I am not familiar with the term memory coherency.  I understand laser 
coherency.  And phase coherency and even spread spectrum coherency.   So I 
looked it up.  I think we used to have a different name for this... like 
asynchronous bus arbiter?

From: Aaron Schneider<mailto:[email protected]>
Sent: Thursday, January 21, 2016 5:50 PM
To: [email protected]<mailto:[email protected]>
Subject: Re: [AFMUG] Cambium 450 Watchdog resets - was: To Cambium With Love- 
Replace the bad ePMP units.

Hi Everyone –

Sorry for the delay in response on this thread.  I’d like to give an update of 
where we are with this issue.

First off, I would like to apologize for  the issues that this is causing.  We 
have heard reports for awhile in varying fashion, and Tushar had been talking 
about having things like this for quite some time, but we were having issues 
finding some correlation between reports (configuration, network topology, 
etc), as well as being unable to recreate the issue in our lab on demand.  This 
issue appears to have definitely got worse in the 13.4 release and is becoming 
more widespread as the weather turns.

What we have found out in the last several weeks is that there is an issue with 
the memory controller code in the FPGA.  What this leads to is memory coherency 
being lost which actually has now been verified to lead to several issues.  We 
had seen reports of various resets over time but had no reason to correlate 
them to one root cause until now.   The most prevalent of these is the Watchdog 
Reset without any accompanying crash log.  The other issues with the same root 
cause are the Illegal Instruction crash, the Invalid NiBuf crash, as well as 
any Null Exception Handler crash.  The bottom line is, when memory contents 
glitch on your software, it depends on when it happens as to what the outcome 
is.  We have found this to be very reproducible at very cold temperatures (-20C 
-- -50C), but it has been seen and reported at higher temperatures, just not as 
often.

The nature of the FPGA based memory controller is that there can be timing 
issues that get exacerbated at extreme temperatures.  If you don’t have proper 
constraints in place for a given signal path, its timing characteristics can 
change on you as temperature changes.  Also, if you don’t have a proper 
constraint in place, even recompiling the FPGA can change the characteristics 
that then make what used to work fine susceptible to extremes.   Something 
happened with the 13.4 FPGA that brought this to the edge such that it is now a 
problem and as we are seeing with winter cold coming in, becoming much more 
prevalent at cold temperatures.  13.4 and 13.4.1 have the same FPGA.  14.1.2 
has a new FPGA and there have been some improvements made in this area, but we 
have found it is still susceptible to the problem.

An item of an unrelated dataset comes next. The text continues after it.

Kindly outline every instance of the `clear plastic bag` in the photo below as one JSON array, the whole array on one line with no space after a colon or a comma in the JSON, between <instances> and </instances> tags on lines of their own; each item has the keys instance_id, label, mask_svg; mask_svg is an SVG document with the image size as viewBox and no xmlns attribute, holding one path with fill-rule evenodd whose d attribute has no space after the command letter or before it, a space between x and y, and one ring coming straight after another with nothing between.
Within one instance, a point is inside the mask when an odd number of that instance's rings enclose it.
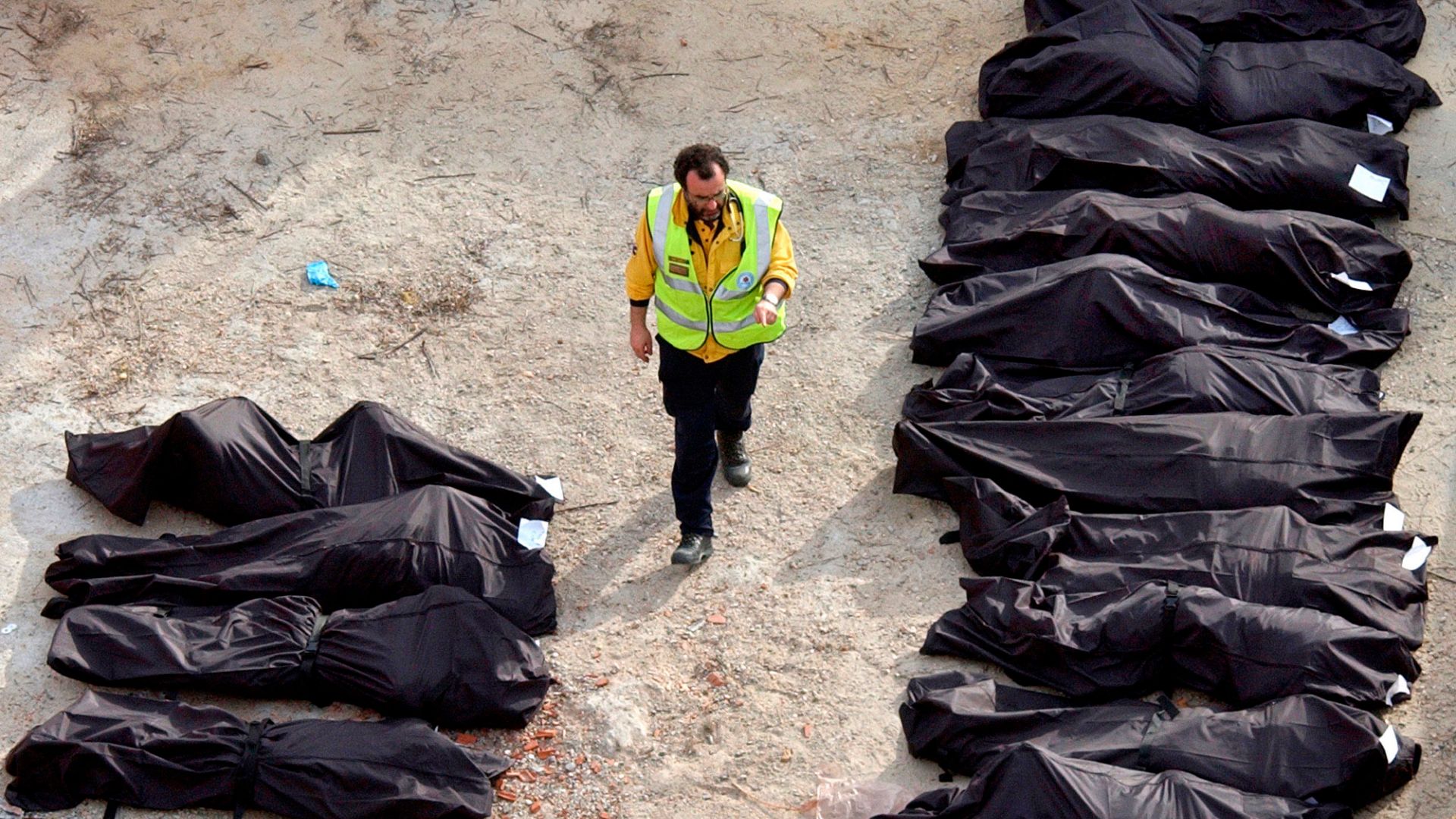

We are reproducing the problem in our lab and we have multiple developers 
digging in to figure out what is going on.  These types of issues with timing 
are generally very difficult to find and fix, but this is our highest priority 
right now and we will not have another release until this is fixed.

I’ve talked mostly about 13.4 and 13.4.1 here, but the nature of this issue and 
how it can interact with hardware doesn’t preclude it from having been the 
cause of the issues some (like Tushar) have seen over time.  Once we have a fix 
for this, we will be adding more rigorous regression testing including an 
internal HW memory test to validate that this type of memory issue doesn’t come 
back again.

From what we’ve seen and heard, this issue only affects the 450 AP FPGA and is 
not an issue on the 450 SM, 430AP/SM, nor the 450i devices.  The 450i is a very 
different architecture and has a hardware based memory controller and watchdog 
timer whereas on the 450/430 based devices, these items are in the FPGA.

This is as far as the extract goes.